# Mode dial top fell off 7DII



## Hector1970 (Feb 25, 2017)

Hi all, 
I was just taking my 7D II out this morning and the top of the mode dial fell off. I was surprised how flimsy it's stuck in, just 3 small glueing points that didn't look as if they had glue on it. There's no joint. It's just stuck on. I've superglued it back on. Was that a bad idea? Is there a more suitable glue. I found a previous topic about a 6D and people were mentioning Gorilla glue which is not something I'm familiar with in Europe.


----------



## AlanF (Feb 25, 2017)

Hector1970 said:


> Hi all,
> I was just taking my 7D II out this morning and the top of the mode dial fell off. I was surprised how flimsy it's stuck in, just 3 small glueing points that didn't look as if they had glue on it. There's no joint. It's just stuck on. I've superglued it back on. Was that a bad idea? Is there a more suitable glue. I found a previous topic about a 6D and people were mentioning Gorilla glue which is not something I'm familiar with in Europe.



Unless you put the 7DII in the dishwasher with a high temperature wash, the superglue will be more than strong enough.


----------



## jhpeterson (Feb 25, 2017)

A few small and carefully-placed drops of superglue should do the trick. 
While Gorilla glue would be my first choice for a lot of jobs, it has this interesting habit of expanding many times its original size. That's great when you want to fill in some space, but not so much when you want to keep all camera functions.


----------



## Deleted member 91053 (Feb 25, 2017)

AlanF said:


> Unless you put the 7DII in the dishwasher with a high temperature wash, the superglue will be more than strong enough.



Ah yes! Sensor cleaning


----------



## Mt Spokane Photography (Feb 26, 2017)

They occasionally fall off. I'd avoid the original thin and runny superglue, if it runs down inside anything, you could find it very expensive. A tiny drop of glue that is thick and not going anywhere unwanted is safer, gorilla glue or the gel type superglue, just make certain that it cannot get inside the camera.


----------



## Buck (Feb 26, 2017)

mine came off my 5d3 and disappeared. went online and found one for about $12 USD. They included a small piece of double sided tape to attack the dial.


----------



## Mt Spokane Photography (Feb 26, 2017)

Buck said:


> mine came off my 5d3 and disappeared. went online and found one for about $12 USD. They included a small piece of double sided tape to attack the dial.



Double sided tape can work well and eliminates having to deal with glue. It also generates return business after a few years when it falls off and gets lost again. T

he key to using mounting tape is a clean surface and the right adhesive that will not dry and get brittle. You are going to get acrylic adhesive, or possibly rubber, so stick to a good brand Silicone based adhesive tape is not common.

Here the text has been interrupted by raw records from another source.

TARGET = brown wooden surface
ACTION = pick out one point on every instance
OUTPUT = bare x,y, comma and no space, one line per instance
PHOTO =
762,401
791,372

I'd use something like this. https://www.amazon.com/Gorilla-Tough-Clear-Mounting-Double-Sided/dp/B00OXVG9FW/ref=sr_1_4?ie=UTF8&qid=1488101042&sr=8-4&keywords=mounting+tape&refinements=p_89%3A3M%7CGorilla

http://www.caplinq.com/blog/tape-adhesive-types-silicone-vs-acrylic-vs-rubber_41/


----------



## Ladislav (Feb 26, 2017)

I took my 6D to local authorized service center and let them fix it. I'm not sure how much weather sealing is involved under this top dial plate but it is something to consider with 7D and 5D.


----------



## Busted Knuckles (Feb 26, 2017)

I would like to see the mode dial eliminated completely. Seems like a through back to film days that should be thrown away.

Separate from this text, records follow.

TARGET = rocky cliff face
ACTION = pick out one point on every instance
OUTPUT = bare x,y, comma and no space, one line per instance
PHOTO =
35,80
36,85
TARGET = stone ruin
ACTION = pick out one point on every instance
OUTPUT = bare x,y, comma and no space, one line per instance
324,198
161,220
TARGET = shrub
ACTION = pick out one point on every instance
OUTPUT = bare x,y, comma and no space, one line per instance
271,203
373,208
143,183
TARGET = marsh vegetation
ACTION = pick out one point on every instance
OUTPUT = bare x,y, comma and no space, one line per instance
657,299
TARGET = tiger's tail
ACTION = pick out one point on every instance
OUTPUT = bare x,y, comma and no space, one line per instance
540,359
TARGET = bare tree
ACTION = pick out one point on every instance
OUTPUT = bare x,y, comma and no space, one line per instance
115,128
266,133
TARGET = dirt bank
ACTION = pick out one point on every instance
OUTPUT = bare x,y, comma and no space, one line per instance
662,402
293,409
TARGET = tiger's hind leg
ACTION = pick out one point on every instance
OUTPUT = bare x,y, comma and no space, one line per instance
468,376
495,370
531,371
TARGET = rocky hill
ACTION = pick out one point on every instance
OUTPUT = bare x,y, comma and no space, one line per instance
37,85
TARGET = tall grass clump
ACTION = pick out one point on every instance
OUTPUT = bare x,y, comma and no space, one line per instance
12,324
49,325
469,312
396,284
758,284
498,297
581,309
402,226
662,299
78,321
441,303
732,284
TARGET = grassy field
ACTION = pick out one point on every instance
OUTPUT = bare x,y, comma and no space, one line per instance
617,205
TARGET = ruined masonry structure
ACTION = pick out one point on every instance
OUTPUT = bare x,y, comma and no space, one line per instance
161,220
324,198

Having a Mfn button that walks through the modes, is sooooooooo much faster.


----------



## Don Haines (Feb 26, 2017)

Mt Spokane Photography said:


> They occasionally fall off. I'd avoid the original thin and runny superglue, if it runs down inside anything, you could find it very expensive. A tiny drop of glue that is thick and not going anywhere unwanted is safer, gorilla glue or the gel type superglue, just make certain that it cannot get inside the camera.


there is a lot to be said for holding an item (in this case the camera) upside down when gluing on a knob. If it is upside down, the glue will not drop down into the camera and gum up the works....


----------



## scyrene (Feb 26, 2017)

The mode dial came off my 5D3, but I almost never change mode, so I never bothered to replace it. Good to know you can buy them easily, I think I've lost mine too.


----------



## Mt Spokane Photography (Feb 26, 2017)

Busted Knuckles said:


> I would like to see the mode dial eliminated completely. Seems like a through back to film days that should be thrown away.
> 
> Having a Mfn button that walks through the modes, is sooooooooo much faster.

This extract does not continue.